Page MenuHomePhabricator

hw troubleshooting: server hardlocking for cloudmetrics1002.eqiad.wmnet
Closed, ResolvedPublicRequest

Description

  • - cloudmetrics1002.eqiad.wmnet https://netbox.wikimedia.org/dcim/devices/183/
  • - Machine still in service. Coordinate with WMCS / Ping in #wikimedia-cloud-admin when ready
  • - Put system into a failed state in Netbox.
  • - Provide urgency of request, along with justification (redundancy, dependencies, etc). Machine runs alerting and metrics for cloudVPS hardware. Cloudmetrics1001 is even older and is due for replacement. The machine in question has failed multiple times over the last couple months, requiring a power cycle: https://phabricator.wikimedia.org/T275605
  • - Describe issue and/or attach hardware failure log. (Refer to https://wikitech.wikimedia.org/wiki/Dc-operations/Hardware_Troubleshooting_Runbook if you need help) Disk I/O ceases, CPU load spikes. System eventually locks and doesn't respond. Nothing has been found in the logs before or in the post booting process.
  • - Assign correct project tag and appropriate owner (based on above). Also, please ensure the service owners of the host(s) are added as subscribers to provide any additional input.

Event Timeline

nskaggs renamed this task from hw troubleshooting: <type of hardware failure> for <fqdn of server> to hw troubleshooting: server hardlocking for cloudmetrics1002.eqiad.wmnet.May 4 2021, 2:55 PM
nskaggs created this task.
nskaggs mentioned this in Unknown Object (Task).May 4 2021, 3:22 PM

Change 684983 had a related patch set uploaded (by Bstorm; author: Bstorm):

[operations/puppet@production] ceph alerts: fix hardcoded use of a single prometheus server

https://gerrit.wikimedia.org/r/684983

Change 684983 merged by Bstorm:

[operations/puppet@production] ceph alerts: fix hardcoded use of a single prometheus server

https://gerrit.wikimedia.org/r/684983

Change 684990 had a related patch set uploaded (by Bstorm; author: Bstorm):

[operations/puppet@production] cloudmetrics: fail over to cloudmetrics1001

https://gerrit.wikimedia.org/r/684990

Change 684990 merged by Arturo Borrero Gonzalez:

[operations/puppet@production] cloudmetrics: fail over to cloudmetrics1001

https://gerrit.wikimedia.org/r/684990

Change 690329 had a related patch set uploaded (by Jcrespo; author: Jcrespo):

[operations/puppet@production] bacula: Do not ignore people2002 and ignore cloudmetrics1002

https://gerrit.wikimedia.org/r/690329

Change 690329 merged by Jcrespo:

[operations/puppet@production] bacula: Do not ignore people2002 and ignore cloudmetrics1002

https://gerrit.wikimedia.org/r/690329

^I have paused monitoring of cloudmetrics1002 on bacula, so it doesn't alter unnecessarily due to stale backups. Please remember to remove it from the ignore list- backups will continue but they will not be monitored, otherwise.
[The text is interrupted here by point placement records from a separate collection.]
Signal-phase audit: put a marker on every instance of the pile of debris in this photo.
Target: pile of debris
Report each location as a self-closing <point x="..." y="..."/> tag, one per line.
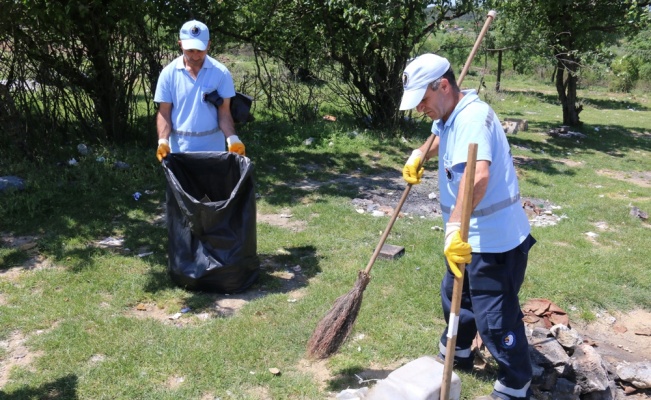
<point x="569" y="367"/>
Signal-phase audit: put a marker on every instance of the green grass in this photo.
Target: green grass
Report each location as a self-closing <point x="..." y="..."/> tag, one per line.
<point x="86" y="340"/>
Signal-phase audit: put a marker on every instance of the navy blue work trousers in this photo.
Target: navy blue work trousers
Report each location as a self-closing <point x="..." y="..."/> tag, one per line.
<point x="490" y="306"/>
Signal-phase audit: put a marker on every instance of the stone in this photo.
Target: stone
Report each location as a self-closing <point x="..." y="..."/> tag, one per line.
<point x="637" y="373"/>
<point x="591" y="373"/>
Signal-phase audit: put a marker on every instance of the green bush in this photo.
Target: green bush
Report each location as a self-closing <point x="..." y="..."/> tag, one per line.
<point x="626" y="71"/>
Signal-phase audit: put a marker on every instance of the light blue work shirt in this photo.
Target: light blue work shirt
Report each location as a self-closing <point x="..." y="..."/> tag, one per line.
<point x="498" y="223"/>
<point x="195" y="124"/>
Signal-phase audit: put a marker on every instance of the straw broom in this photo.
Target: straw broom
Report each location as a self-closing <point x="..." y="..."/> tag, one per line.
<point x="334" y="328"/>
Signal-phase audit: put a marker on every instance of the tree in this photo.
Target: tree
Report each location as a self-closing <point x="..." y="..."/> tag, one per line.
<point x="360" y="47"/>
<point x="568" y="32"/>
<point x="79" y="68"/>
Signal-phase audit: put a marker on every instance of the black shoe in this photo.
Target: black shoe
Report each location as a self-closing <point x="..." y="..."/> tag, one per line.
<point x="464" y="364"/>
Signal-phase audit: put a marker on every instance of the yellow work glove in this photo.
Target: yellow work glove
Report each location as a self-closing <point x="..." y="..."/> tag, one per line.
<point x="234" y="145"/>
<point x="163" y="149"/>
<point x="456" y="251"/>
<point x="411" y="171"/>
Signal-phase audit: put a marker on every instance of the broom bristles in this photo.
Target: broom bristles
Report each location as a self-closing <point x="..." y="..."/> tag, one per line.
<point x="335" y="327"/>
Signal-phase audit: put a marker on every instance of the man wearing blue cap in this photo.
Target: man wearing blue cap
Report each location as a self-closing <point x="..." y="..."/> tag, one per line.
<point x="499" y="239"/>
<point x="186" y="122"/>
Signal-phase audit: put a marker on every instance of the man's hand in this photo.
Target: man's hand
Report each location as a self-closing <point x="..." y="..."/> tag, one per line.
<point x="235" y="146"/>
<point x="413" y="171"/>
<point x="163" y="149"/>
<point x="456" y="251"/>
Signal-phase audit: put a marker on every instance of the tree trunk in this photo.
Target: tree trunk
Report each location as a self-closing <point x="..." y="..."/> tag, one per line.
<point x="566" y="83"/>
<point x="499" y="71"/>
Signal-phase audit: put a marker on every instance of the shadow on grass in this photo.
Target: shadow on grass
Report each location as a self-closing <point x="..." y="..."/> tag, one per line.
<point x="64" y="388"/>
<point x="600" y="104"/>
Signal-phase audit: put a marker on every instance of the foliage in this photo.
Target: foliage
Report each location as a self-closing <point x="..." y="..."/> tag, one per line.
<point x="567" y="32"/>
<point x="79" y="68"/>
<point x="359" y="47"/>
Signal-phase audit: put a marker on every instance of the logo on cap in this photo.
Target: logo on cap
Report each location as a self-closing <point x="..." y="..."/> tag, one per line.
<point x="508" y="340"/>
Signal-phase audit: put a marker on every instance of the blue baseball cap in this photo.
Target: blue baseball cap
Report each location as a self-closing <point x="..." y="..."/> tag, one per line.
<point x="194" y="35"/>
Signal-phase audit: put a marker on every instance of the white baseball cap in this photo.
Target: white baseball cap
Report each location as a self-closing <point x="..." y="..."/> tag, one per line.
<point x="194" y="35"/>
<point x="423" y="70"/>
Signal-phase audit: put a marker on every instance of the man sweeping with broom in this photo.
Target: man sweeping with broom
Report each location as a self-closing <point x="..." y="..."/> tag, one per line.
<point x="499" y="239"/>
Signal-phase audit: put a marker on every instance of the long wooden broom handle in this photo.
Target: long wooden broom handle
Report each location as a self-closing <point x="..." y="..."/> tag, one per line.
<point x="453" y="323"/>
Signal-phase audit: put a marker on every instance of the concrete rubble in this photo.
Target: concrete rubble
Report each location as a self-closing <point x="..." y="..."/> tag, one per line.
<point x="566" y="366"/>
dcaro updated the task description. (Show Details)

Machine out of service and marked as failed in netbox, feel free to take it out/debug/troubleshoot it :)
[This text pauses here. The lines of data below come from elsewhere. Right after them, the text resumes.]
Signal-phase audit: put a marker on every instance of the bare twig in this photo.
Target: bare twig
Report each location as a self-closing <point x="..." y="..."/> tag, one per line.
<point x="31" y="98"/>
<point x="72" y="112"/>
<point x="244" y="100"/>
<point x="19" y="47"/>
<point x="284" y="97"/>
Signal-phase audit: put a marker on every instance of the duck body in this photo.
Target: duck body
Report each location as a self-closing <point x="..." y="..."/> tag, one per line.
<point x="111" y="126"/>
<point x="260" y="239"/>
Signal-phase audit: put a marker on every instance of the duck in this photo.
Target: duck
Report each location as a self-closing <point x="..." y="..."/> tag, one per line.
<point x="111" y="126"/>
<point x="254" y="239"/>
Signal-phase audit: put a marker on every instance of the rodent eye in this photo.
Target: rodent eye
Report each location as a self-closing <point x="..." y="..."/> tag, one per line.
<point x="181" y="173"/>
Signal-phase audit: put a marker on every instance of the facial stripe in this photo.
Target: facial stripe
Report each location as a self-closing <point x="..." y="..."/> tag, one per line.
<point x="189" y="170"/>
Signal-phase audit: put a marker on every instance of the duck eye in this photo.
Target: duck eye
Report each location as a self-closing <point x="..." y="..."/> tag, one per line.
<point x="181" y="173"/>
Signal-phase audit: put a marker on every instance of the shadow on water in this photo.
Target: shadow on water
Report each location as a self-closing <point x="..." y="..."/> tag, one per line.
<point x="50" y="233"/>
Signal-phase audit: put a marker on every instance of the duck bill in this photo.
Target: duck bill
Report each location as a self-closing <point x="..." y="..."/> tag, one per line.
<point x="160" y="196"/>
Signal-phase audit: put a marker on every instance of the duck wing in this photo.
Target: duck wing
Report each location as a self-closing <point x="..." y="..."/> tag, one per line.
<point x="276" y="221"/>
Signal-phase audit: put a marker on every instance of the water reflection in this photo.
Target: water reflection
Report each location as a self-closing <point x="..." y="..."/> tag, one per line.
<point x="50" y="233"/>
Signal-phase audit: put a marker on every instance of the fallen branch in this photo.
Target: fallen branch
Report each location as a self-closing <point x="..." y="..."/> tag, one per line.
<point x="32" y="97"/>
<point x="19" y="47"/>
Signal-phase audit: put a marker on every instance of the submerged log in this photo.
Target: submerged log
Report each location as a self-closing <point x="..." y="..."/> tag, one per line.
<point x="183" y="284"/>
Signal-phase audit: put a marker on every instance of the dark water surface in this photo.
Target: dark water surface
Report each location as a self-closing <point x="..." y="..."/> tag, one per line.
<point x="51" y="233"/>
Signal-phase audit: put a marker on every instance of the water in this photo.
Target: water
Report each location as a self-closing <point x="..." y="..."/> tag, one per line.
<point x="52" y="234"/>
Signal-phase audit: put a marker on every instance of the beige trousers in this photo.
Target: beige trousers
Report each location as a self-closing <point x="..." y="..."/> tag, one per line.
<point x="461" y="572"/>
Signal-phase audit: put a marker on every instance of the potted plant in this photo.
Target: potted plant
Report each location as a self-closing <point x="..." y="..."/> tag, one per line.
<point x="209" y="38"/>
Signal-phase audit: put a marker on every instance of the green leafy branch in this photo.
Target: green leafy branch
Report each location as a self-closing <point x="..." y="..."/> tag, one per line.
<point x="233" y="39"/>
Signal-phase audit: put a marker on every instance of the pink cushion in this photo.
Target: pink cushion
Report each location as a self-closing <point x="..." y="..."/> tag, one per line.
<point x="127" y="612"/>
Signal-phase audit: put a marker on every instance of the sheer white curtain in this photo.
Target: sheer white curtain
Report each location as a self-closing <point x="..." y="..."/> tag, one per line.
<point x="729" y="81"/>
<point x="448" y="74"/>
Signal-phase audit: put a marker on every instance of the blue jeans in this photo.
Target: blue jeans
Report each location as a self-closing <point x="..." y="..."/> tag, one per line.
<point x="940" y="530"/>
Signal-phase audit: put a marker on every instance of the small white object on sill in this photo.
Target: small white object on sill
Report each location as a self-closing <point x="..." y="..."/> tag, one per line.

Mentioned in SAL (#wikimedia-cloud) [2021-06-08T23:19:32Z] <bd808> Downtimed cloudmetrics1002 in icinga until 2021-06-30 23:59:01 (T281881)

I was able to update Firmware host is back up now

Mentioned in SAL (#wikimedia-cloud) [2021-06-09T17:33:07Z] <arturo> removed icinga downtime for cloudmetrics1002 -- to see if hardware is healthy (T281881)
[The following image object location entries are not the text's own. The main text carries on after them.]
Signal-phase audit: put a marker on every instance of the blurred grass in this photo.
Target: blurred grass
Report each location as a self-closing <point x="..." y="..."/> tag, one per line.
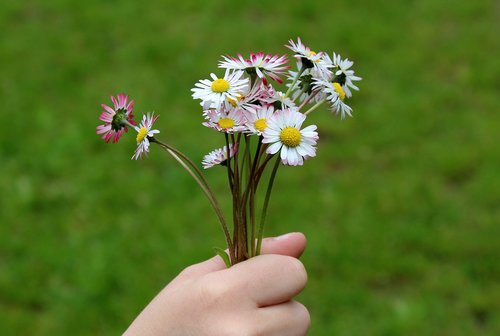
<point x="400" y="207"/>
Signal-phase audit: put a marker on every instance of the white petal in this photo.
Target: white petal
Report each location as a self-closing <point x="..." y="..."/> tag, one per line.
<point x="274" y="148"/>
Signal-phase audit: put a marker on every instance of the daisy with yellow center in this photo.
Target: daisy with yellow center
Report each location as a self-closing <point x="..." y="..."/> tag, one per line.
<point x="144" y="132"/>
<point x="257" y="121"/>
<point x="213" y="93"/>
<point x="226" y="121"/>
<point x="342" y="73"/>
<point x="335" y="95"/>
<point x="308" y="58"/>
<point x="284" y="134"/>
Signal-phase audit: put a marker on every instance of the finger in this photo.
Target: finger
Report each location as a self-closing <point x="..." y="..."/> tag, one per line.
<point x="289" y="318"/>
<point x="291" y="244"/>
<point x="268" y="279"/>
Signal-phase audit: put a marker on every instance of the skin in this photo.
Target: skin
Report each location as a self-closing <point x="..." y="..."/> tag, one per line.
<point x="254" y="297"/>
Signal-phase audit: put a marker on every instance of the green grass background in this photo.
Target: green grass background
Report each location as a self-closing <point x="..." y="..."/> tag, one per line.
<point x="401" y="206"/>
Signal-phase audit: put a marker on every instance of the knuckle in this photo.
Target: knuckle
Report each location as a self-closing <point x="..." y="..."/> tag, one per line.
<point x="212" y="290"/>
<point x="303" y="316"/>
<point x="296" y="269"/>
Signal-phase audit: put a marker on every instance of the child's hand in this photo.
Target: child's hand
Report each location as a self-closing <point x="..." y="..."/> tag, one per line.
<point x="251" y="298"/>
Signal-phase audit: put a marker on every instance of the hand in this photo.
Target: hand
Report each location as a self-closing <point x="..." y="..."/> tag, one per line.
<point x="251" y="298"/>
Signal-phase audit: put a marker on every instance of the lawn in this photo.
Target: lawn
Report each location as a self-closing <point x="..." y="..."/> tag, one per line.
<point x="400" y="207"/>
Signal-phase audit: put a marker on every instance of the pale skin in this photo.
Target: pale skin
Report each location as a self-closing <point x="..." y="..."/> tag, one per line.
<point x="254" y="297"/>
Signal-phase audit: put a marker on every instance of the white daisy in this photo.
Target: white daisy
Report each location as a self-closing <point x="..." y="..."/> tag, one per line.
<point x="226" y="121"/>
<point x="278" y="98"/>
<point x="218" y="156"/>
<point x="342" y="73"/>
<point x="144" y="132"/>
<point x="305" y="86"/>
<point x="309" y="59"/>
<point x="257" y="122"/>
<point x="218" y="90"/>
<point x="335" y="95"/>
<point x="284" y="134"/>
<point x="258" y="63"/>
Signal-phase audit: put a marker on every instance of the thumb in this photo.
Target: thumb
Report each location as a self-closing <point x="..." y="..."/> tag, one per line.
<point x="290" y="244"/>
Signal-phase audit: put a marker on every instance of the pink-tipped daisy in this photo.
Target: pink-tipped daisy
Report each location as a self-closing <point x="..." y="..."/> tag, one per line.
<point x="144" y="132"/>
<point x="257" y="121"/>
<point x="309" y="59"/>
<point x="335" y="95"/>
<point x="116" y="119"/>
<point x="343" y="74"/>
<point x="284" y="133"/>
<point x="218" y="156"/>
<point x="259" y="63"/>
<point x="213" y="93"/>
<point x="226" y="121"/>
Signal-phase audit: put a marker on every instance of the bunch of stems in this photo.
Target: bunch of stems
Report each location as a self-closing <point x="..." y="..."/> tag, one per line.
<point x="244" y="173"/>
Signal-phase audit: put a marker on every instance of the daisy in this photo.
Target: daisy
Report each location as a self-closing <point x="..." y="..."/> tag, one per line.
<point x="144" y="132"/>
<point x="218" y="156"/>
<point x="257" y="122"/>
<point x="259" y="64"/>
<point x="305" y="87"/>
<point x="309" y="59"/>
<point x="218" y="90"/>
<point x="225" y="121"/>
<point x="335" y="95"/>
<point x="284" y="135"/>
<point x="116" y="119"/>
<point x="343" y="74"/>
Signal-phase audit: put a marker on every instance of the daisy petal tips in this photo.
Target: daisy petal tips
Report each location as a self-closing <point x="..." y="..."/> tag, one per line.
<point x="144" y="132"/>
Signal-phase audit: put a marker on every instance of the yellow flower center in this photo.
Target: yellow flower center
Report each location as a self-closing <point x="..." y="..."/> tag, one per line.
<point x="290" y="136"/>
<point x="340" y="91"/>
<point x="220" y="85"/>
<point x="312" y="54"/>
<point x="260" y="124"/>
<point x="233" y="102"/>
<point x="141" y="134"/>
<point x="226" y="123"/>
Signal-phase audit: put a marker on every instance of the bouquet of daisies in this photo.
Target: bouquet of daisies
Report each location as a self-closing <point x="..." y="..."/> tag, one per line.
<point x="259" y="126"/>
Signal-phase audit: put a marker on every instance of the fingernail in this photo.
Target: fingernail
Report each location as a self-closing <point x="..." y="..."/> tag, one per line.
<point x="284" y="236"/>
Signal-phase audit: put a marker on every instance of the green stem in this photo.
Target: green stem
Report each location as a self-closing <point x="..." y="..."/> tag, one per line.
<point x="301" y="71"/>
<point x="315" y="106"/>
<point x="266" y="203"/>
<point x="201" y="181"/>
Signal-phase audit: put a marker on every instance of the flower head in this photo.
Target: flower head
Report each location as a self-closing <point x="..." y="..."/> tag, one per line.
<point x="258" y="64"/>
<point x="218" y="156"/>
<point x="335" y="95"/>
<point x="116" y="119"/>
<point x="257" y="122"/>
<point x="284" y="133"/>
<point x="309" y="59"/>
<point x="144" y="132"/>
<point x="213" y="93"/>
<point x="343" y="74"/>
<point x="226" y="121"/>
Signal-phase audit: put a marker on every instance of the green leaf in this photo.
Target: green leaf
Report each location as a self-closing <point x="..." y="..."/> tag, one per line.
<point x="223" y="255"/>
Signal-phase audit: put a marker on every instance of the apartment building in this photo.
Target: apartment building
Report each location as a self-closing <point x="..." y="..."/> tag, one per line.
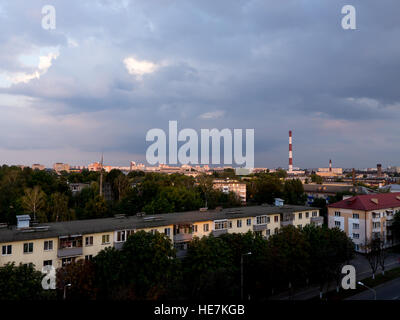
<point x="60" y="167"/>
<point x="38" y="166"/>
<point x="60" y="243"/>
<point x="226" y="186"/>
<point x="365" y="217"/>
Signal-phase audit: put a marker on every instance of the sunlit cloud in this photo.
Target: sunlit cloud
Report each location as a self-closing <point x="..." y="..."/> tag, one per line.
<point x="45" y="62"/>
<point x="139" y="68"/>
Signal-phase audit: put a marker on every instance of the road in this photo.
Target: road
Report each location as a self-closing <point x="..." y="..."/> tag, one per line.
<point x="386" y="291"/>
<point x="363" y="271"/>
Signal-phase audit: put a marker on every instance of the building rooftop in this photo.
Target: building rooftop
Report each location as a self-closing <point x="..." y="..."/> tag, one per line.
<point x="368" y="202"/>
<point x="75" y="227"/>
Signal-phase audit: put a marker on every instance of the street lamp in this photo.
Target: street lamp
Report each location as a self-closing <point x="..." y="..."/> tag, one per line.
<point x="65" y="290"/>
<point x="241" y="273"/>
<point x="373" y="290"/>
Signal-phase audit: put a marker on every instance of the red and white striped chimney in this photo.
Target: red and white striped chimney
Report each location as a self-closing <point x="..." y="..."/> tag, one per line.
<point x="290" y="152"/>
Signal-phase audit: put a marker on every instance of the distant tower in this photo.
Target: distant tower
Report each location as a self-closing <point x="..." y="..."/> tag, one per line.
<point x="379" y="169"/>
<point x="290" y="152"/>
<point x="101" y="175"/>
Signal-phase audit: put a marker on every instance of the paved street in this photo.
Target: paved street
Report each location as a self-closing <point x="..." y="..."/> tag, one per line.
<point x="386" y="291"/>
<point x="363" y="271"/>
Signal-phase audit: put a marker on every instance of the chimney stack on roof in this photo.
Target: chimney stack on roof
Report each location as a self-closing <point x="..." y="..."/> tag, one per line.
<point x="290" y="152"/>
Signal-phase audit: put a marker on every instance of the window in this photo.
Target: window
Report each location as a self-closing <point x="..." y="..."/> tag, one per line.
<point x="6" y="250"/>
<point x="28" y="247"/>
<point x="221" y="225"/>
<point x="89" y="241"/>
<point x="48" y="245"/>
<point x="105" y="239"/>
<point x="121" y="236"/>
<point x="47" y="263"/>
<point x="262" y="220"/>
<point x="376" y="225"/>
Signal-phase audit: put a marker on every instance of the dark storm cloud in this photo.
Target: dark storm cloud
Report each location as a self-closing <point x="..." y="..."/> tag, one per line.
<point x="267" y="65"/>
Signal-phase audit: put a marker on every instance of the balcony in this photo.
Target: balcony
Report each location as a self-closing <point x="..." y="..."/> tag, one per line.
<point x="317" y="220"/>
<point x="217" y="233"/>
<point x="182" y="237"/>
<point x="69" y="252"/>
<point x="286" y="223"/>
<point x="260" y="227"/>
<point x="118" y="245"/>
Update: I just checked the server -- seems fine. We decided to remove the icinga downtime and see if we detect any more hardware crashes in the next few days.

Please @jcrespo enable backups on that server again.

Change 700748 had a related patch set uploaded (by Jcrespo; author: Jcrespo):

[operations/puppet@production] bacula: Remove sretest1002 and cloudmetrics1002 from the backup ignore list

https://gerrit.wikimedia.org/r/700748

Change 700748 merged by Jcrespo:

[operations/puppet@production] bacula: Remove sretest1002 and cloudmetrics1002 from the backup ignore list

https://gerrit.wikimedia.org/r/700748

Please @jcrespo enable backups on that server again.

@aborrero I did this yesterday- although please note backups were not removed, they were still being attempted- we just disabled its monitoring because of its failures.

thanks @jcrespo

For the record, I just marked the server in netbox as Active.